Franchising in Australia
You could write a whole book on Franchising….and quite a few people have. What we have tried to do here is just give you an outline about some things that are consistent across most, if not all, franchise systems and then explain why we at Car Care do what we do. If you want to know more we are happy to recommend a couple of books on the subject.
What is a Franchise?
A franchise is essentially a business structure in which all the participants are owners in their own right. Each party comes together to work under a single brand in a consistent manner. Whilst most people would have a reasonable understanding of what a franchise is, the most common misunderstanding is the belief that you ‘buy’ a franchise. The truth is, only the owner of the brand and the system is an owner (Franchisor) in the true sense, as everyone else operates under a license for a fixed term, in much the same way as you would lease a property. The franchisee pays an upfront Franchise Fee tor this right and also the cost of establishing the franchise – equipment, shop fit etc. That is why the cost of a franchise can vary significantly, as the cost of these additional requirements is dependent upon many factors. One of the other major points of difference between the various franchise systems is how they handle the process at the end of that term, the various options being;
- no renewal offered
- renewal offered at a cost (Renewal Fee)
- renewal offered as above plus additional requirements such as shop or van re-fit
At Car Care we offer a ten-year term divided into two five-year periods. This provides both parties an exit strategy should things not be working out, for whatever reason. If both parties choose to continue, they will enter in to another agreement for the next five years at a cost of $110.00 + Legal Fees. At the end of ten years we will again offer an extension at the above cost should both parties wish to continue. It is worth noting here that at the end of the first five years you can choose not to renew for any reason, whereas we would need to have reasonable grounds for not renewing. Very few companies offer a renewal at the end of the full term – in our case ten years – at no cost. Why do we do it?
We are of the opinion that if you have operated your franchise in a professional manner and met all your contractual obligations, we would be stupid not to continue that sort of relationship. To use the leasing analogy again – if you owned a house and rented to a great tenant who paid their rent on time and looked after the property why would you want to move them out?
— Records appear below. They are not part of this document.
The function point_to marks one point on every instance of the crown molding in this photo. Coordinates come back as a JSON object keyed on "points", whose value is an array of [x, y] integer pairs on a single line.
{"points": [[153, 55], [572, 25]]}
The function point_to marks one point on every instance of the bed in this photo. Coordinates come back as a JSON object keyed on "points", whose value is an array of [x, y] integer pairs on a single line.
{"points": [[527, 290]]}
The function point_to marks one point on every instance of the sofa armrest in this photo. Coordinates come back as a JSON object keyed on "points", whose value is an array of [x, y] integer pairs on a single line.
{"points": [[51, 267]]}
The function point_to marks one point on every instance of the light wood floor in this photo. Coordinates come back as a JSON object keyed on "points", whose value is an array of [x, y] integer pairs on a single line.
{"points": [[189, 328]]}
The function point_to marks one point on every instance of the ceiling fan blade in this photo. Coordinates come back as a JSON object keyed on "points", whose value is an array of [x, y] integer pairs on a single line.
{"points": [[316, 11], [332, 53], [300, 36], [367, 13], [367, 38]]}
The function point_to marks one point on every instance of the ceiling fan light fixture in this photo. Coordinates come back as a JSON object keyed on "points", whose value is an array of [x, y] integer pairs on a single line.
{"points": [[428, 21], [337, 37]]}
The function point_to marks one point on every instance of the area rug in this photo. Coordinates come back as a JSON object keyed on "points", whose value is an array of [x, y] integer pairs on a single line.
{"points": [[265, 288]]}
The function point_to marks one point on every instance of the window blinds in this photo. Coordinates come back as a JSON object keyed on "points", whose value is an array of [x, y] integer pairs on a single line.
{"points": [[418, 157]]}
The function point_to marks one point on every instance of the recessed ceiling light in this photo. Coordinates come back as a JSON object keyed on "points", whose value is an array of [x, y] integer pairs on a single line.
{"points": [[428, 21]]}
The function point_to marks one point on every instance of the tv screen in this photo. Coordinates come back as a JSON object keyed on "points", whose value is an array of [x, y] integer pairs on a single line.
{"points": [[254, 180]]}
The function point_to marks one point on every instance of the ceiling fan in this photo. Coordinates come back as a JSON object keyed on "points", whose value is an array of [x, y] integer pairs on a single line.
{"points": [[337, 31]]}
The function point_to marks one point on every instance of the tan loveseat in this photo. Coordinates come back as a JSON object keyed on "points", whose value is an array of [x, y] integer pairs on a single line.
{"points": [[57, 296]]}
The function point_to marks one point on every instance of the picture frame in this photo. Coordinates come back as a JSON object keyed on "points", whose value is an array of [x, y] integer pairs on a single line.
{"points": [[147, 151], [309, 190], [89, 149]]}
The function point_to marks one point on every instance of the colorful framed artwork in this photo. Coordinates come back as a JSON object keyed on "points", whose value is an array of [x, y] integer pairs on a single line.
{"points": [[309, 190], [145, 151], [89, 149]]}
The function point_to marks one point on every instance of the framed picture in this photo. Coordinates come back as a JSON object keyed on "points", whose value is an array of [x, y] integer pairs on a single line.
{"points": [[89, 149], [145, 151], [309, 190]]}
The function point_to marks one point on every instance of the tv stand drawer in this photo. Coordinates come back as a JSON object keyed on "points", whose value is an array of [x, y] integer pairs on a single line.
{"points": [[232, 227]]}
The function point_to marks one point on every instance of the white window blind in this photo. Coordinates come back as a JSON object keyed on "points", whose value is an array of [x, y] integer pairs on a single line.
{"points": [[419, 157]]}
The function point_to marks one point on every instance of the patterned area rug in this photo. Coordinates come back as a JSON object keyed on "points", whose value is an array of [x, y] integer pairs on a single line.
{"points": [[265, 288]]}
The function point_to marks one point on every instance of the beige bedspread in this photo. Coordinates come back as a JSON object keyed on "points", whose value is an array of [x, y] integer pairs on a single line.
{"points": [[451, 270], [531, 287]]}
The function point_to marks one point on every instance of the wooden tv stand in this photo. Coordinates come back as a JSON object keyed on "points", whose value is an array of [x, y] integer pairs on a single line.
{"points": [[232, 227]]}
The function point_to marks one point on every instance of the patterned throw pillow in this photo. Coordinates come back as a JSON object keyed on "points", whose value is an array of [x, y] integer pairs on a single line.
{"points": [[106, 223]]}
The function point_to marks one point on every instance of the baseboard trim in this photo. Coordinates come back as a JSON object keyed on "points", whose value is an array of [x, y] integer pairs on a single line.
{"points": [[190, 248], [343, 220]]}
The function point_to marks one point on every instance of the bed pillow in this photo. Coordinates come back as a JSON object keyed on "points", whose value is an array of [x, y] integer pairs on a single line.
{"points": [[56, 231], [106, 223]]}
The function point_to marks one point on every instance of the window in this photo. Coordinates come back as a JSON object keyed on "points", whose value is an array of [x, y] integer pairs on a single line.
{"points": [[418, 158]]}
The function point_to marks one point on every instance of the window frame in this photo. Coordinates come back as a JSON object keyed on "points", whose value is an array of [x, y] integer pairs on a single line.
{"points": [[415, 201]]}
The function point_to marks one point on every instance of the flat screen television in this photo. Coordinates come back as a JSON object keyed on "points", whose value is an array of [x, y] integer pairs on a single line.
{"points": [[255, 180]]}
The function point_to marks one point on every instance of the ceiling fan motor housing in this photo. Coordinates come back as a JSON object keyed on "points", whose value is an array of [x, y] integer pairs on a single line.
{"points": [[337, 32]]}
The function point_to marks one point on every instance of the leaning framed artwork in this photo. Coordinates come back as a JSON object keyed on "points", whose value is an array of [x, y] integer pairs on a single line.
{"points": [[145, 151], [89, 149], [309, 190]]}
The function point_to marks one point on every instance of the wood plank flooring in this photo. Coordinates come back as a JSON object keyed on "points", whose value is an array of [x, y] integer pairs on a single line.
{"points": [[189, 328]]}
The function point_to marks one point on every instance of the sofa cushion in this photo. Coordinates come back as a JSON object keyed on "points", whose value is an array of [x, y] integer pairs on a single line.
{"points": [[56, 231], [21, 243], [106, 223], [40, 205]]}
So, we have established that a franchise is a license to operate, for a given period, a system that has been developed and tested to achieve a given set of results. Once you start operating your franchise business you will be required to pay a number of ongoing fees. This is probably the biggest area of misunderstanding that exists between Franchisee and Franchisor. From the franchisees perspective they can see these fees as unjustifiable “I’ve bought the business so why do I have to pay monthly fees to operate it”? From the franchisors side they have a number of costs in order to keep the business moving forward – web sites, advertising, franchisee support, technology, compliance etc.
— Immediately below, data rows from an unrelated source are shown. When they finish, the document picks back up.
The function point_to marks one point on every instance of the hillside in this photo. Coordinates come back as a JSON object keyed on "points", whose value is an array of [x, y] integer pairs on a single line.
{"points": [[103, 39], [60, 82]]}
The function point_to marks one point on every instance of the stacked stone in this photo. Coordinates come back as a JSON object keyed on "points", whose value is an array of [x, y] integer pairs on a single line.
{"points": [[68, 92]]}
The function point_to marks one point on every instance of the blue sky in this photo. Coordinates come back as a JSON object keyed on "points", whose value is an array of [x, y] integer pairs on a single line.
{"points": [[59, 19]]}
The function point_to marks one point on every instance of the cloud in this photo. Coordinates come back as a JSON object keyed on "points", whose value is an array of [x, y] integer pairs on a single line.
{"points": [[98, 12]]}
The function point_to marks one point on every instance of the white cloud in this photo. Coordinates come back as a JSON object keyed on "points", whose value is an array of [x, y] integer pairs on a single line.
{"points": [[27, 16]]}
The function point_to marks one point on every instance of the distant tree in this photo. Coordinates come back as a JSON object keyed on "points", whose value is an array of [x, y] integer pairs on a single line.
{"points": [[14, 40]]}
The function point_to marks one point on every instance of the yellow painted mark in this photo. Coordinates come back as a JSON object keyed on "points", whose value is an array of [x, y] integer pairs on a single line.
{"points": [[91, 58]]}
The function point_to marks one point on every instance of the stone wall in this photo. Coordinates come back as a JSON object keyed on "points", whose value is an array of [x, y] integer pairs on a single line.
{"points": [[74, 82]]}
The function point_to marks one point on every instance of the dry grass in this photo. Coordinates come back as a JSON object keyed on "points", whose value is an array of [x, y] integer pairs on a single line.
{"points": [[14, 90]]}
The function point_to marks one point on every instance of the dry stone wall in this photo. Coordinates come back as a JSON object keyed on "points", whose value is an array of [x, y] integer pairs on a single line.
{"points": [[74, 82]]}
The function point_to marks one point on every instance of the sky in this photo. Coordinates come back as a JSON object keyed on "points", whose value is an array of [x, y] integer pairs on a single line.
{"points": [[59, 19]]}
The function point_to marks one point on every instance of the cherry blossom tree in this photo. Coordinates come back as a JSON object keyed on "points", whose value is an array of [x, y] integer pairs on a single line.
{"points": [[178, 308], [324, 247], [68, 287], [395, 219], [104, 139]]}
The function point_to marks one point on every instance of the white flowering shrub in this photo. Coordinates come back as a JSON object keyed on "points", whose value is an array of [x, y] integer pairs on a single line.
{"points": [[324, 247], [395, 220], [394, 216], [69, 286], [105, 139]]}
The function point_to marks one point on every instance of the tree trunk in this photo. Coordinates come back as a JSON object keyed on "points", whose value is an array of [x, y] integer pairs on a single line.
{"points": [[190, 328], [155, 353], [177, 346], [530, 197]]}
There is a great book by Greg Nathan called the Franchise E-Factor that sets out to explain this process. If you are not a big reader we have set out below the essence of the process a franchisee goes through.
The Six Stages in the Franchise E-Factor
While the Franchise E-Factor framework incorporates these three types of relationships, as you will read in the following chapters, it has six stages briefly described as follows. As you read them you will see why it was logical for me to name this progression, The Franchise E-Factor.
Glee: The franchisee is somewhat nervous about their new venture but is also excited and optimistic about the future.
Fee: The franchisee starts to become sensitive and concerned about the value of the fees being paid to their franchisor or the costs of services or products received.
Me: The franchisee concludes that their success is due mainly to their own effort and plays down the contribution of the franchise system. Or if they are struggling they play down their own deficiencies.
Free: This stage is characterised by the franchisee’s need to demonstrate his or her competence and assert their independence, thus testing the franchise system’s boundaries.
See: Through frank and open discussions the franchisee and franchisor better understand and respect each other’s points of view.
We: The franchisee recognises that success and satisfaction come more easily from working with, rather than against, their franchisor.
Ultimately, the relationship is one of interdependence and mutual respect, where both parties gain from the relationship.
The Franchising Code
The Franchising Code of Conduct is a mandatory industry code across Australia that regulates the conduct of franchising participants towards each other.
There has been a mandatory franchising code in operation since 1 October 1998. On 1 January 2015, a revised
Franchising Code of Conduct commenced and replaced the old code.
The Franchising Code:
- regulates the actions of franchisors and franchisees
- aims to make sure that prospective franchisees are properly informed about a franchise agreement before entering into it
- provides a cost-effective dispute resolution scheme for franchisees and franchisors.
As a franchisee, the Franchising Code details:
- your rights and obligations
- the information franchisors must disclose to you
- the elements a franchise agreement must contain
- a mediation procedure for disputes.